I’m in a Use-It-Up frenzy at the moment; bought more fresh food than Leandro and I could consume during a week in which we were unexpectedly invited to dinner at other people’s houses and even if I could afford the waste, I have a really hard time throwing out food.

(For more on the food we throw away  visit Jonathan Bloom at Wasted Food; or the E.P.A. — where you’ll find out that Americans generate 34 million tons of food waste each year; or this NYTimes article from 2008 which says “As it turns out, Americans waste an astounding amount of food — an estimated 27 percent of the food available for consumption, according to a government study” ).

So, no real recipe today, but a serving suggestion of flavors and textures that worked well in a “scrappy” snack…horrid pun intended.

I took half an avocado left over from the previous day, some slices of feta that needed using up, and some sun-dried tomatoes in oil that have been lurking in my fridge. I just sliced fairly thin, laid them on woven wheat crackers and called it a light lunch.

It was delicious and satisfying and effectively utilized my natural resources! Pretty too, don’tcha think?

 

Roasted Eggplant, Feta and Sundried Tomato Sandwich

23 Feb

Roasted eggplant and friends on whole wheat English muffin. Don't worry about the verticality; it smushes down to a reasonable, biteable size.
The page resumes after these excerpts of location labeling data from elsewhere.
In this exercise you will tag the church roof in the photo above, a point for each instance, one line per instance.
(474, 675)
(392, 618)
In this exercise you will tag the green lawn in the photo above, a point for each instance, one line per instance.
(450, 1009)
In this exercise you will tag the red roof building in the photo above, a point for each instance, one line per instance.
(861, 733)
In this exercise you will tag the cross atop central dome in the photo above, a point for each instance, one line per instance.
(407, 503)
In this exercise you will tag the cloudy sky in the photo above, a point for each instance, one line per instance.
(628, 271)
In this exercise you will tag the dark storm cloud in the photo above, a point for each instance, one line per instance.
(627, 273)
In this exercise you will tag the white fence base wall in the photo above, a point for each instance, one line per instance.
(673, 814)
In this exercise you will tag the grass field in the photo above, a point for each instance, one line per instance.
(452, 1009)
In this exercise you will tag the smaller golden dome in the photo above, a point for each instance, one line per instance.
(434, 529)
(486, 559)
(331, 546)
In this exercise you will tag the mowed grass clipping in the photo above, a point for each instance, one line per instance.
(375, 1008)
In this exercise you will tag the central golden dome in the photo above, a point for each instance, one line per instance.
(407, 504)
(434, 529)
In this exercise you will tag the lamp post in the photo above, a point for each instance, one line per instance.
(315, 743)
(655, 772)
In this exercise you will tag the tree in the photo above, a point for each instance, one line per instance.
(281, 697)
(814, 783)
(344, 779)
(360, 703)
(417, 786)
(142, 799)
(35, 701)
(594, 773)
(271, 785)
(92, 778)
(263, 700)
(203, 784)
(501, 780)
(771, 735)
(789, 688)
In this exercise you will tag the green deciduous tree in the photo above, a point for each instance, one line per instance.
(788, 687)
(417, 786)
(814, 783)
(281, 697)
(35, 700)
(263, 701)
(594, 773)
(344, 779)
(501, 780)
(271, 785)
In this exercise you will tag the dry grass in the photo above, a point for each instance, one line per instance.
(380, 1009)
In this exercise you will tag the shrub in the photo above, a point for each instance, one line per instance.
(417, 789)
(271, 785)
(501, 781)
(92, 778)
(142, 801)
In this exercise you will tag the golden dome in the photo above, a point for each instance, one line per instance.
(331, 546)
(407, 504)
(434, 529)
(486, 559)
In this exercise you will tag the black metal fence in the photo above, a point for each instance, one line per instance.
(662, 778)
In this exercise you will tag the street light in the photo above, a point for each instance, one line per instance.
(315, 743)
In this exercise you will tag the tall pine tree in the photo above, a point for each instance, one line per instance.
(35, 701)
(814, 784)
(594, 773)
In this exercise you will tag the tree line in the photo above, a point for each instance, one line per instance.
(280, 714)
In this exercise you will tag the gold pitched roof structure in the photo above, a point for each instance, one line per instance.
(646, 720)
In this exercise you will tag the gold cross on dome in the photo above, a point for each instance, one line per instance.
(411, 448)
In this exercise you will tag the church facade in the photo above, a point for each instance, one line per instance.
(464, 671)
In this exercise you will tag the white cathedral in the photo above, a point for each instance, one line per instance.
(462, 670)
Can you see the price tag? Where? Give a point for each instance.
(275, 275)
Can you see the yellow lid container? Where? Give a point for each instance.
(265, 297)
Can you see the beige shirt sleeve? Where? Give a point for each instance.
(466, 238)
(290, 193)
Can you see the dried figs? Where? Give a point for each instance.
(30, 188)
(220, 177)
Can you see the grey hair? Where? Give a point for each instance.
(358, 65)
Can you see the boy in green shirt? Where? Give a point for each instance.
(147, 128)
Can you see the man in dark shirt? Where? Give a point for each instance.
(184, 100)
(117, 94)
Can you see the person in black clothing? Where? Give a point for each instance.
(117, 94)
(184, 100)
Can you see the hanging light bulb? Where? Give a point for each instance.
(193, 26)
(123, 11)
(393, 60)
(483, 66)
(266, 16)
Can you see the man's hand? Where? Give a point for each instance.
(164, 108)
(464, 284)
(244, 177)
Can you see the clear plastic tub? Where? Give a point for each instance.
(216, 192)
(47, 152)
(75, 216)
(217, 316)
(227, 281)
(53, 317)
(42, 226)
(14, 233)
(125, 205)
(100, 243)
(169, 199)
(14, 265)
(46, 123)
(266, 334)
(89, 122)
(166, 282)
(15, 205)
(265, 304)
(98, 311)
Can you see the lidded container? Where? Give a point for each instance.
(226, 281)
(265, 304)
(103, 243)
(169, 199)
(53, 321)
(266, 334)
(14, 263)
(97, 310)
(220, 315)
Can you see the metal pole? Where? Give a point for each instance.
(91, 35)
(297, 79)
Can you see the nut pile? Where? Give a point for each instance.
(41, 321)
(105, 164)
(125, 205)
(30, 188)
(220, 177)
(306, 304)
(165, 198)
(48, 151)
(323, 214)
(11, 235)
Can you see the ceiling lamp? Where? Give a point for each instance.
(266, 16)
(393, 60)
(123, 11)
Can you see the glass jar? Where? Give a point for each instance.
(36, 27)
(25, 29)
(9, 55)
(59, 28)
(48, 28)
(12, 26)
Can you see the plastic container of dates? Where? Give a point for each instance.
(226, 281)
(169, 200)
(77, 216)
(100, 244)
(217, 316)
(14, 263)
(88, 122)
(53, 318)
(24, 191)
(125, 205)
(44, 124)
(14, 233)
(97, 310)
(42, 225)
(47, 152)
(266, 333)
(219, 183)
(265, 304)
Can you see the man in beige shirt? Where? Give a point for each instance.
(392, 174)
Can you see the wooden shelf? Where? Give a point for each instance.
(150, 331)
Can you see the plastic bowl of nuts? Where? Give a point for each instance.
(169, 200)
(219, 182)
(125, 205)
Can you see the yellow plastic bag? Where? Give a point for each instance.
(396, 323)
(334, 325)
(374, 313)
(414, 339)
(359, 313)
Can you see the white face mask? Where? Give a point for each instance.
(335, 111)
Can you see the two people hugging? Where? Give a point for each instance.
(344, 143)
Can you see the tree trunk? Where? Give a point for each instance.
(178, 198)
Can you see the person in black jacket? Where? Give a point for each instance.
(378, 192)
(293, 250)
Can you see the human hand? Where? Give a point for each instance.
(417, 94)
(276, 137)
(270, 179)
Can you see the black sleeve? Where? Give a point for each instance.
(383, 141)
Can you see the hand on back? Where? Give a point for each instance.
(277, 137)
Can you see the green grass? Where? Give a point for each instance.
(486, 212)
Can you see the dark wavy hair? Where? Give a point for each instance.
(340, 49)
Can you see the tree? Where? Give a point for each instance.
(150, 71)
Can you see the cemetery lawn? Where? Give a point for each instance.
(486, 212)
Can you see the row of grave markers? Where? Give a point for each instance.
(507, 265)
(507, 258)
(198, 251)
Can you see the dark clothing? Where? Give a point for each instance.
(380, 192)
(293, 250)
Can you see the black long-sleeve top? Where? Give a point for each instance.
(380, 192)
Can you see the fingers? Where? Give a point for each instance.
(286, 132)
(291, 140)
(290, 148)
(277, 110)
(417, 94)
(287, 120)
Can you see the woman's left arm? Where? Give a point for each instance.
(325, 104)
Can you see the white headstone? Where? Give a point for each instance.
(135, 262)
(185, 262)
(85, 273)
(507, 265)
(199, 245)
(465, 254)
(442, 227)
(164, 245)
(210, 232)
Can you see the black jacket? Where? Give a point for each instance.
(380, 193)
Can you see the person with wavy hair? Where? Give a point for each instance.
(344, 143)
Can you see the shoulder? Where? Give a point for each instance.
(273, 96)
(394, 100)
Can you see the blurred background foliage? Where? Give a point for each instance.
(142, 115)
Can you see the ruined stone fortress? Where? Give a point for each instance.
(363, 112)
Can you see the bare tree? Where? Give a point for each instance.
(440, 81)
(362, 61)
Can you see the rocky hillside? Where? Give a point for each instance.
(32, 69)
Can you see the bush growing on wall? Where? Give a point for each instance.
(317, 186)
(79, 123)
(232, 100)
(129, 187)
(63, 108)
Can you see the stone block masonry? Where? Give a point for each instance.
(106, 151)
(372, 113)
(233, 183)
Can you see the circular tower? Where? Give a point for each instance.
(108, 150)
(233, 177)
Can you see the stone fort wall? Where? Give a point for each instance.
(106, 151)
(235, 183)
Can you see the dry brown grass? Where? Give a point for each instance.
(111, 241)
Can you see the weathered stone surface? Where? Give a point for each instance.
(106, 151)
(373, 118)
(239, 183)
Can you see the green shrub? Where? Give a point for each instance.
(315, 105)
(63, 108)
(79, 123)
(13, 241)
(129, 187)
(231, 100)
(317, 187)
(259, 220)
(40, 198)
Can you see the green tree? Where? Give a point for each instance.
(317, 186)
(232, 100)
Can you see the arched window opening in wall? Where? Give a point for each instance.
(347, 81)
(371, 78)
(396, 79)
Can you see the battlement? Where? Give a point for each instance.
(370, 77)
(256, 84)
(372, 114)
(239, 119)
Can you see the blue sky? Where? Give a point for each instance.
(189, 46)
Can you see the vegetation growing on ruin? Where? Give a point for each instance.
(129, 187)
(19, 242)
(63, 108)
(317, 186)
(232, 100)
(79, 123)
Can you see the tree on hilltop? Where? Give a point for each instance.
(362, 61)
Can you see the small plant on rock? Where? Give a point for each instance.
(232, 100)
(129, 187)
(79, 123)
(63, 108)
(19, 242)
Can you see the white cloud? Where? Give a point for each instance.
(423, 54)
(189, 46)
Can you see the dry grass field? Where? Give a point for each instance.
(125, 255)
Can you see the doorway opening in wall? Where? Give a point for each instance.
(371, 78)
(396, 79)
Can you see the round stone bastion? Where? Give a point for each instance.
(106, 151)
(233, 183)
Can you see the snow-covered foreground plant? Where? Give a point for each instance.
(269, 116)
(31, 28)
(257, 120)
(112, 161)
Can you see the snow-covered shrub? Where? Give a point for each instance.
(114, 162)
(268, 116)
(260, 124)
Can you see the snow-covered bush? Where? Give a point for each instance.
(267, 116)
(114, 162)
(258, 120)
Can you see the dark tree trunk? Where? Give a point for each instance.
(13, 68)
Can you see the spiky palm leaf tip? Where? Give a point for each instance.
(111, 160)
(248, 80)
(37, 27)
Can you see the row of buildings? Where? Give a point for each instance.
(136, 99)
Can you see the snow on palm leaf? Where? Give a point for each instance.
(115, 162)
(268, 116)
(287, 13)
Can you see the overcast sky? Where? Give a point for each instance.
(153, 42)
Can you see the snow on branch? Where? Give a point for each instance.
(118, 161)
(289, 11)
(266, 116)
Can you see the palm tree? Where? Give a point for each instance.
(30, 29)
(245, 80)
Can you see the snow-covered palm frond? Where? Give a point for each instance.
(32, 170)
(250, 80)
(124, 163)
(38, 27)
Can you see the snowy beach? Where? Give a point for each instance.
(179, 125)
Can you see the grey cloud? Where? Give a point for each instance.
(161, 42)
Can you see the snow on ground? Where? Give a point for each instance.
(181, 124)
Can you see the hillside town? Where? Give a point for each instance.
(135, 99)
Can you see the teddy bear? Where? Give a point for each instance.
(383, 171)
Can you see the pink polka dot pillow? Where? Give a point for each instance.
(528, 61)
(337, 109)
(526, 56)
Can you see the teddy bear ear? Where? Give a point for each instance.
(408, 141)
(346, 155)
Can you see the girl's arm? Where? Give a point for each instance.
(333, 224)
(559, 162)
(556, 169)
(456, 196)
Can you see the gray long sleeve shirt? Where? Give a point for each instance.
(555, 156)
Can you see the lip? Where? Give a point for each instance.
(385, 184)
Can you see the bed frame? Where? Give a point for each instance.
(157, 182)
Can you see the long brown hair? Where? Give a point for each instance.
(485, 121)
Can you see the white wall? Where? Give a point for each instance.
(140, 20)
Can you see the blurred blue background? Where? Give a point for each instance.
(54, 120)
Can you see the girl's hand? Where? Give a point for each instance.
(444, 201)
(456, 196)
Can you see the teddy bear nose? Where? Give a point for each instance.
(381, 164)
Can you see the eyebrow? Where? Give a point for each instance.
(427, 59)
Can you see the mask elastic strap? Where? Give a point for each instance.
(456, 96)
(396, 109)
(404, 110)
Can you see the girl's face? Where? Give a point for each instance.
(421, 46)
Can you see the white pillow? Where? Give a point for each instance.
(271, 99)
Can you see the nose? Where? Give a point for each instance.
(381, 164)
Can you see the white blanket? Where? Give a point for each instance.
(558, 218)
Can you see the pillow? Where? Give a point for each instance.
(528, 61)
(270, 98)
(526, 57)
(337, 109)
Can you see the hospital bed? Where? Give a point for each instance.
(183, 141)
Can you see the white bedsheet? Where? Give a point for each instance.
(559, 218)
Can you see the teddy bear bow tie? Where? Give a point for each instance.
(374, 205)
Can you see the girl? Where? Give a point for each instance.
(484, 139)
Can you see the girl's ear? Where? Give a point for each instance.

Take Back the Lunch (a poem)

There are those who enjoy

spending money they don’t have,

to wait with time they don’t have,

for a food order that they don’t really love,

cooked by people who don’t love them,

to choke down

during what remains of their precious lunch hour.

I am not one of those.

Are you?

Yeah your takeaway order may be tasty and juicy, but do you really know what you’re eating?

Yeah, a $6.99 lunch special may seem like a good deal, but does it tell you how special and important you are, the way a home-cooked meal does? Of course not.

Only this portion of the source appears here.